D’une longueur de 170 mètres et capable de transporter plus de 30 000 tonnes de GPL, le Falcon faisait route depuis le port iranien d’Assalouyeh à destination de Ras Isa, sur la côte yéménite. Dans un premier temps, les autorités britanniques ont envisagé la piste d’une attaque, le secteur étant régulièrement ciblé par les rebelles houthistes. Mais faute d’indices concluants, cette hypothèse a été écartée. Les autorités houthistes ont d’ailleurs nié toute implication, laissant planer le doute sur les véritables causes de l’explosion.
Plusieurs sources du secteur maritime évoquent néanmoins des antécédents inquiétants. Le Falcon aurait fait l’objet de signalements répétés pour des anomalies techniques lors d’inspections récentes en Turquie et en Inde.
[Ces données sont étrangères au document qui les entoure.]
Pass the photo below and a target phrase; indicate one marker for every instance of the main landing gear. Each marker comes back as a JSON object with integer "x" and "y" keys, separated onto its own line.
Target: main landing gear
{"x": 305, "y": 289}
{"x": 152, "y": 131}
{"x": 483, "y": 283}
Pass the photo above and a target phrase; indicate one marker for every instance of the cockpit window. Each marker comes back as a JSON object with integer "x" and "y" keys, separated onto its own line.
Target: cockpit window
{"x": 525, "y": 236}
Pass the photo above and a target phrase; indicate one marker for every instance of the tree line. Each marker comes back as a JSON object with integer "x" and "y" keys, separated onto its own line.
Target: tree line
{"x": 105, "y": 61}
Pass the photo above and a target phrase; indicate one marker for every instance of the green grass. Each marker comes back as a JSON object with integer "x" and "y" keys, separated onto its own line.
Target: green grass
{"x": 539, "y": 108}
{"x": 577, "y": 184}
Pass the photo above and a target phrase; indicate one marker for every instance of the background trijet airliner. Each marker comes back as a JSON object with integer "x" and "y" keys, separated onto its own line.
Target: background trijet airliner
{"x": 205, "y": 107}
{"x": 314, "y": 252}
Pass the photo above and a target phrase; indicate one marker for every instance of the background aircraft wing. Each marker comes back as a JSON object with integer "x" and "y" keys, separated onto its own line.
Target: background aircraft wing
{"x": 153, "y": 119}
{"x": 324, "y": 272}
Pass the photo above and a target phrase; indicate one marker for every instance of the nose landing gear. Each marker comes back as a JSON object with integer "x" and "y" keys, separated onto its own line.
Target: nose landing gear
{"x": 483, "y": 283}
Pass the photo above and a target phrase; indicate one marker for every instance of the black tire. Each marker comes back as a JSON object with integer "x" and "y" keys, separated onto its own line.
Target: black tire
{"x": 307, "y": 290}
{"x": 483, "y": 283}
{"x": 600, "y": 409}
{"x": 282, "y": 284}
Ces défaillances, restées sans suite apparente, interrogent sur la rigueur des contrôles imposés aux navires sous pavillon camerounais, souvent pointés du doigt pour leur manque de conformité aux normes internationales de sécurité maritime.
L’enquête internationale annoncée devra désormais déterminer si le drame résulte d’une défaillance mécanique, d’une négligence humaine ou d’un problème structurel plus profond. Au-delà de la tragédie humaine, cette explosion remet en lumière la fragilité des routes maritimes du golfe d’Aden, où s’entremêlent tensions géopolitiques, trafic d’hydrocarbures et navires parfois en marge des standards de sécurité. Un cocktail explosif, au sens propre comme au figuré, pour la réputation du pavillon camerounais et la stabilité du commerce maritime international.